We take a straightforward approach. Let the height above the ﬁelder’s eye-level at which the ball is struck be $h$. Let the speed at which the ball is struck be $u$ and the angle which the trajectory of the ball initially makes with the horizontal be $\alpha$.

Then, taking $x$ to be the horizontal distance of the ball at time $t$ from the point at which the ball was struck and $y$ to be the height of the ball at time $t$ above the ﬁelder’s eye-level32, we have

$x=\left(ucos\alpha \right)t\phantom{\rule{2.77695pt}{0ex}},\phantom{\rule{1em}{0ex}}\phantom{\rule{1em}{0ex}}\phantom{\rule{1em}{0ex}}y=h+\left(usin\alpha \right)t-\frac{1}{2}g{t}^{2}\phantom{\rule{2.77695pt}{0ex}}.$

Let $d$ be the horizontal distance of the ﬁelder from the point at which the ball is struck, and let $T$ be the time of ﬂight of the ball. Then

 $d=\left(ucos\alpha \right)T\phantom{\rule{2.77695pt}{0ex}},\phantom{\rule{1em}{0ex}}\phantom{\rule{1em}{0ex}}\phantom{\rule{1em}{0ex}}0=h+\left(usin\alpha \right)T-\frac{1}{2}g{T}^{2}\phantom{\rule{2.77695pt}{0ex}}$ ($\ast$)

and

 $tan𝜃=\frac{y}{d-x}=\frac{h+\left(usin\alpha \right)t-\frac{1}{2}g{t}^{2}}{d-\left(ucos\alpha \right)t}=\frac{-\left(usin\alpha \right)T+\frac{1}{2}g{T}^{2}+\left(usin\alpha \right)t-\frac{1}{2}g{t}^{2}}{\left(ucos\alpha \right)T-\left(ucos\alpha \right)t}=\frac{-\left(usin\alpha \right)\left(T-t\right)+\frac{1}{2}g\left({T}^{2}-{t}^{2}\right)}{\left(ucos\alpha \right)\left(T-t\right)}=\frac{-usin\alpha +\frac{1}{2}g\left(T+t\right)}{ucos\alpha }.$ (using $\ast$)

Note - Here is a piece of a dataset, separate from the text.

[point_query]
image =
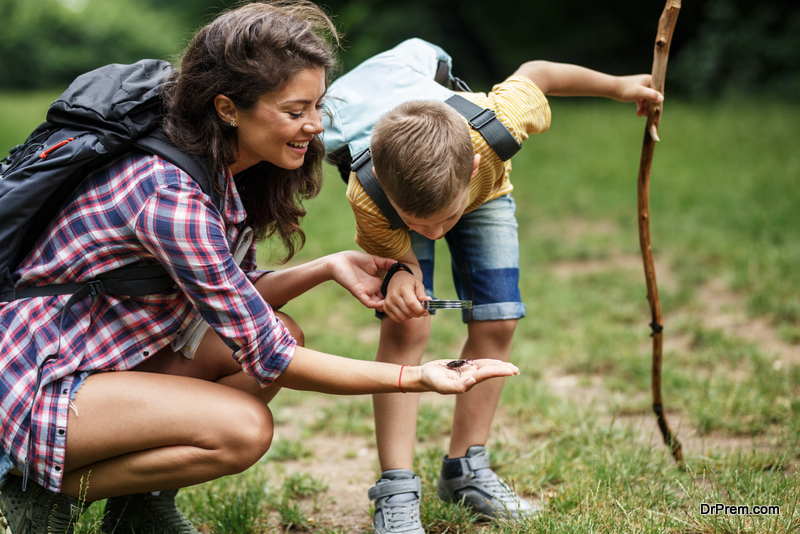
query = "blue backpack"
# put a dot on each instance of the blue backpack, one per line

This last expression is a polynomial of degree one in $t$, so its derivative is constant, as required.

For the second part, let $l$ be the distance from the ﬁelder’s original position to the point at which she catches the ball. Then $l=vT$ and

 $tan𝜃=\frac{y}{\left(l-vt\right)+d-x}=\frac{y}{v\left(T-t\right)+d-x}=\frac{-usin\alpha +\frac{1}{2}g\left(T+t\right)}{v+ucos\alpha }$

cancelling the factor of $\left(T-t\right)$ as before. This again has constant derivative.

Post-mortem

The invariance mentioned in the comments section above can be used to answer the question almost without calculation.

Using time reﬂection symmetry to reverse the trajectory shows that the batsman is completely irrelevant: it only matters that the ﬁelder caught a ball. We just think of the ball being projected from the ﬁelder’s hands (the time-reverse of a catch). Taking her hands as the origin of coordinates, and using $u$ to denote the projection (i.e. the catching) speed of the ball and $\alpha$ to be the angle of projection (i.e. the ﬁnal value of $𝜃$), we have $y=\left(usin\alpha \right)t-\frac{1}{2}g{t}^{2}$, $x=\left(ucos\alpha \right)t$ and $tan𝜃=\left(usin\alpha -\frac{1}{2}gt\right)∕ucos\alpha$. The ﬁrst derivative of this expression is constant, as before.

We use the Galilean transformation for the second part of the question. Instead of thinking of the ﬁelder running with constant speed $v$ towards the batsman, we can think of the ﬁelder being stationary and the ball having an additional horizontal speed of $v$. The situation is therefore not changed from that of the ﬁrst part of the question, except that $ucos𝜃$ should be replaced by $v+ucos𝜃$.

32 Draw a diagram! I would, but there isn’t enough room on the page.